С приближением конца процесса Дюро, префект полиции Ренна, во время перерыва, когда все разминают ноги, подходит ко мне в переполненном дворе лицея. Он отводит меня в сторону и вполголоса говорит:

– У нас есть точные сведения, мсье Пикар, что националисты собираются в большом количестве приехать сюда на вынесение приговора, и если Дрейфус будет освобожден, ожидаются серьезные беспорядки. В таких обстоятельствах, боюсь, мы не сможем гарантировать вашу безопасность, а потому я бы просил вас до вынесения приговора уехать из города. Надеюсь, вы меня понимаете.

– Спасибо, мсье Дюро. Ценю вашу откровенность.

– Еще один совет, если позволите. Я бы на вашем месте сел на вечерний поезд, чтобы вас не видели.

Он отходит. Я прислоняюсь к стене и, стоя на солнышке, курю сигарету. Что ж, уеду без сожаления. Я провел здесь почти месяц. Как и все остальные. Гонз и Буадефр прогуливаются туда-сюда под ручку, словно поддерживая друг друга. Мерсье и Бийо сидят на стене, покачивая ногами, как мальчишки. Я вижу мадам Анри, всенародную вдову, она в трауре с головы до ног, словно ангел смерти, держит под руку майора Лота – ходят слухи, что между ними интимные отношения. Я вижу коренастую фигуру Бертийона с чемоданом, набитым диаграммами, он продолжает настаивать, что Дрейфус изменял собственный почерк, когда писал «бордеро». Я вижу Гриблена, который нашел тень и устроился там. Не все, конечно, здесь. Некоторые отсутствуют Божьей волей – Сандерр, Анри, Лемерсье-Пикар, Гене. А некоторые по воле не столь категорической: дю Пати избежал дачи показаний, сославшись на серьезную болезнь, Шерер-Кестнер и в самом деле болен, говорят, умирает от рака, а Эстерхази затаился в английской деревне Харпенден. Но в остальном все здесь, словно обитатели сумасшедшего дома или пассажиры некоего юридического «Летучего голландца», обреченные следовать друг за другом и вокруг света.

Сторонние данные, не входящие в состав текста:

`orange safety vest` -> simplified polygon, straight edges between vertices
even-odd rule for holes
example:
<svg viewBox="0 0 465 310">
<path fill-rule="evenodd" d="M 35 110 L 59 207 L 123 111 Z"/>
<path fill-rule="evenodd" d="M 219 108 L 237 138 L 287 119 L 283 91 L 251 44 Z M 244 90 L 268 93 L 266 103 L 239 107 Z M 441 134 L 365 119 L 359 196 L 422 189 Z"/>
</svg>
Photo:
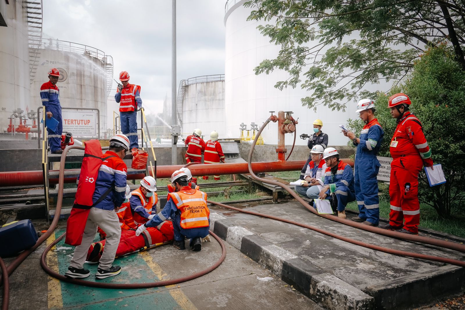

Раздается звонок, призывающий нас в зал в суда.


Мы с Эдмоном отправляемся на прощальный ужин в «Три ступеньки» вечером в четверг, 7 сентября. Там мы видим Лабори и Маргариту, но Матье и Деманжа нет. Мы провозглашаем последний тост за победу, поднимаем наши бокалы в сторону дома, где обитает Мерсье, потом едем в такси на вокзал и садимся на вечерний поезд, отправляющийся в Париж. Город за нами погружается в темноту.

Приговор должен оглашаться днем в пятницу, и Алина Менар-Дориан решает, что это дает прекрасный повод для того, чтобы снова встретиться. Она договаривается со своим другом, заместителем главы почтового и телеграфного ведомства, организовать отрытую телефонную линию между ее гостиной и Товарной биржей в Ренне. Таким образом, мы узнáем приговор практически сразу по его оглашении. Алина приглашает обычных гостей ее салона и еще нескольких человек на улицу Фезандери к часу дня на фуршет.